William instituted the curia regis, as Piper said, modelled on Norman courts. At certain times of the year, this was amplified into the Great Council (Magnum Concilium)
I just said, « My Lady, you’ll see in our brief that we’ve cited three Acts from the time of King Edward III which are still in force in Saskatchewan. »
(There are three statutes passed by the English Parliament which are considered the foundation of the office of Justice of the Peace.)

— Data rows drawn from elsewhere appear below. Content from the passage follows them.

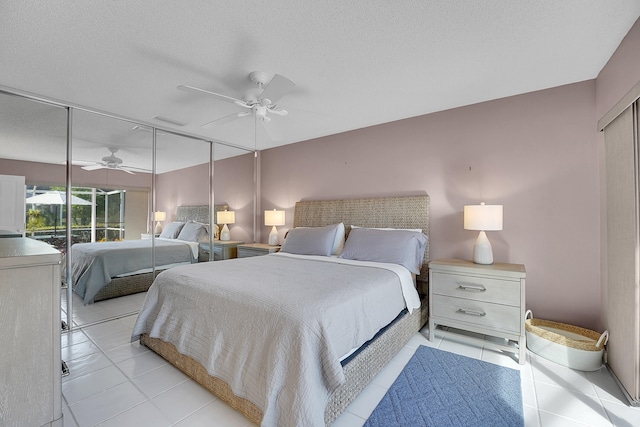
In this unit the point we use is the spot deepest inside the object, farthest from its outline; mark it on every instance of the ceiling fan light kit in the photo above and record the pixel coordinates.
(112, 162)
(261, 100)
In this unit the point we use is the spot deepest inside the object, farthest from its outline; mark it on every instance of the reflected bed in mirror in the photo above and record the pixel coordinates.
(106, 270)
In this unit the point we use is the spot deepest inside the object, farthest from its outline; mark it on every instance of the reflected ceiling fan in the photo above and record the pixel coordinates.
(261, 100)
(113, 162)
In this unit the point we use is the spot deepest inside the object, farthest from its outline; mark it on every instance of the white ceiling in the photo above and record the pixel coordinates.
(355, 63)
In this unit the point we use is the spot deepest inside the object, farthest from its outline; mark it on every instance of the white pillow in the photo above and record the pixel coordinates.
(404, 247)
(419, 230)
(338, 242)
(310, 240)
(194, 232)
(172, 230)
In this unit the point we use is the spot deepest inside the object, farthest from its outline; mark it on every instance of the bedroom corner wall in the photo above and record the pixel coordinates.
(620, 74)
(536, 154)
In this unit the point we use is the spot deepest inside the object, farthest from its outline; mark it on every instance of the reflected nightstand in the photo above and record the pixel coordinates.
(256, 249)
(222, 249)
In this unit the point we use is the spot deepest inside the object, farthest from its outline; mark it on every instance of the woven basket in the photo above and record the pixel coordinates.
(568, 345)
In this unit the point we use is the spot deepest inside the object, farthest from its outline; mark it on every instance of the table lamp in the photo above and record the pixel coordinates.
(157, 217)
(272, 219)
(483, 218)
(225, 217)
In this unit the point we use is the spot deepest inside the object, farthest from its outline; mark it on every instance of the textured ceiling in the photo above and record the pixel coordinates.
(355, 63)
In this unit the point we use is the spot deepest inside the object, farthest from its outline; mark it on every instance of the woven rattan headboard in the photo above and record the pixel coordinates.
(198, 213)
(396, 212)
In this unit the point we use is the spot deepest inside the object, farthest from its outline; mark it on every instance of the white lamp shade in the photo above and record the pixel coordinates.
(273, 218)
(225, 217)
(483, 217)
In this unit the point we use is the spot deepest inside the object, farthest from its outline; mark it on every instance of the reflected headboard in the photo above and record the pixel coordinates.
(395, 212)
(198, 213)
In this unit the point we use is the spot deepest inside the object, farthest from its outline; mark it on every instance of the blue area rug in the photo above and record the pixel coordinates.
(437, 388)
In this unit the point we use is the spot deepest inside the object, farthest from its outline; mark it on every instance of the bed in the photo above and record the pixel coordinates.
(112, 269)
(318, 377)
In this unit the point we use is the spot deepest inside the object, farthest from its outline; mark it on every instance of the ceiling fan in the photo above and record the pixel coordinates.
(261, 100)
(113, 162)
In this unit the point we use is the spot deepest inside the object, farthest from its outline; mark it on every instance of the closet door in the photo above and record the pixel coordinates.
(623, 262)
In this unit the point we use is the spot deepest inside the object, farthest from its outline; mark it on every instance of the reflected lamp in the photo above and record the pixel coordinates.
(272, 219)
(483, 218)
(158, 217)
(225, 217)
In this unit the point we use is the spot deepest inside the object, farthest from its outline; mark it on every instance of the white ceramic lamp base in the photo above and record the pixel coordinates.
(482, 251)
(274, 240)
(224, 233)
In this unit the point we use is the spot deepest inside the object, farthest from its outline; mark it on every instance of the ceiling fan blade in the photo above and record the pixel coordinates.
(272, 130)
(133, 168)
(278, 87)
(209, 93)
(224, 119)
(278, 112)
(93, 167)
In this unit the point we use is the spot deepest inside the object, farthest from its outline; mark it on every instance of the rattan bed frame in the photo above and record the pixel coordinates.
(398, 212)
(127, 285)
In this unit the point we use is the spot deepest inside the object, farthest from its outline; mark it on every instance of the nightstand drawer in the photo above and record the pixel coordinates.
(476, 288)
(495, 316)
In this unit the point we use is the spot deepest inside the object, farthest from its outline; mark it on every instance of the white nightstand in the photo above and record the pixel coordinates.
(486, 299)
(222, 249)
(256, 249)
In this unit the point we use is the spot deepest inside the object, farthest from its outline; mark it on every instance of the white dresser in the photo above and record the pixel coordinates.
(485, 299)
(30, 364)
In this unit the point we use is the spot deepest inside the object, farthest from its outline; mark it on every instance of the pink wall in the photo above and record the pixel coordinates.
(621, 73)
(536, 154)
(234, 186)
(49, 174)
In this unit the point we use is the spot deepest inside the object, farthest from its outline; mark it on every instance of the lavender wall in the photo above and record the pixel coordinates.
(536, 154)
(234, 186)
(49, 174)
(621, 73)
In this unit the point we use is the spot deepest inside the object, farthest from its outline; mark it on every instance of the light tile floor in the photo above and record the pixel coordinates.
(114, 382)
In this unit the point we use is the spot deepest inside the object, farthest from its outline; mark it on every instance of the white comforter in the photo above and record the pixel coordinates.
(274, 327)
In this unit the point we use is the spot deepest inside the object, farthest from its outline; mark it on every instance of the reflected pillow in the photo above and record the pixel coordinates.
(404, 247)
(172, 230)
(311, 240)
(194, 232)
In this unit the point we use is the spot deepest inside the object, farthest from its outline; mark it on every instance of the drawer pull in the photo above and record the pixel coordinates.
(471, 312)
(471, 287)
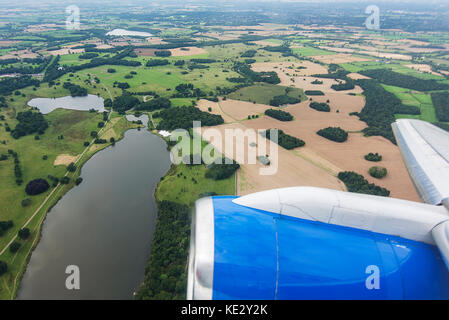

Here’s Sir Edward Coke’s account of his debate with King James. Coke bluntly but firmly told the King, to his face, that he could not sit in court cases, which was a very brave action for an individual to say to a King who believed fervently in the divine right of kings:
A controversy of land between parties was heard by the King, and sentence given, which was repealed for this, that it did not belong to the common law: then the King said, that he thought the law was founded upon reason, and that he and others had reason, as well as the Judges: to which it was answered by me, that true it was, that God had endowed His Majesty with excellent science, and great endowments of nature; but His Majesty was not learned in the laws of his realm of England, and causes which concern the life, or inheritance, or goods, or fortunes of his subjects, are not to be decided by natural reason but by the artificial reason and judgment of law, which law is an act which requires long study and experience, before that a man can attain to the cognizance of it: that the law was the golden met-wand and measure to try the causes of the subjects; and which protected His Majesty in safety and peace: with which the King was greatly offended, and said, that then he should be under the law, which was treason to affirm, as he said; to which I said, that Bracton saith, quod Rex non debed esse sub homine, sed sub Deo et lege [That the King ought not to be under any man but under God and the law.].
I take it this was the case referred to when the Supreme Court slapped down Boris Johnson over one or other of his attempts to bypass Parliament over Brexit?
There’s also a tendency in some MPs to think their bit of “the Crown in Parliament” is better entitled by its sovereignty, and more qualified by their idea of “common sense”, to judge how the law should be applied. Periodic reminders of this principle mightn’t be a bad idea.
Going back a bit (from Edward III), we have Henry II, who ascended the throne of a kingdom wracked by civil war and teetering on the brink of anarchy. Among the steps he took to reassert royal authority was a major reform of the justice system, which included itinerant judges who were responsible for administering the King’s law.
His reform of criminal law was even more impressive. He issued new legislation at Clarendon in 1166 and Northampton in 1176. It was at Clarendon where the procedures of criminal justice were first established, addressing how serious felonies such as murder, robbery and theft would be dealt with. Juries of presentment were established, consisting of twelve lawful men in each hundred (a subdivision of a county) and four in each vill (village). These juries were not there to decide on guilt or innocence, but to support an accusation of a serious crime.
Anyone who was accused of such crimes would be put in prison to await trial. Those trials could only be heard by the King’s justices, who travelled the country to do so. Henry first introduced his system of itinerant justices at Clarendon but refined the system at Northampton. England was divided into six circuits, with three justices, the justices of the general eyre, allocated to each.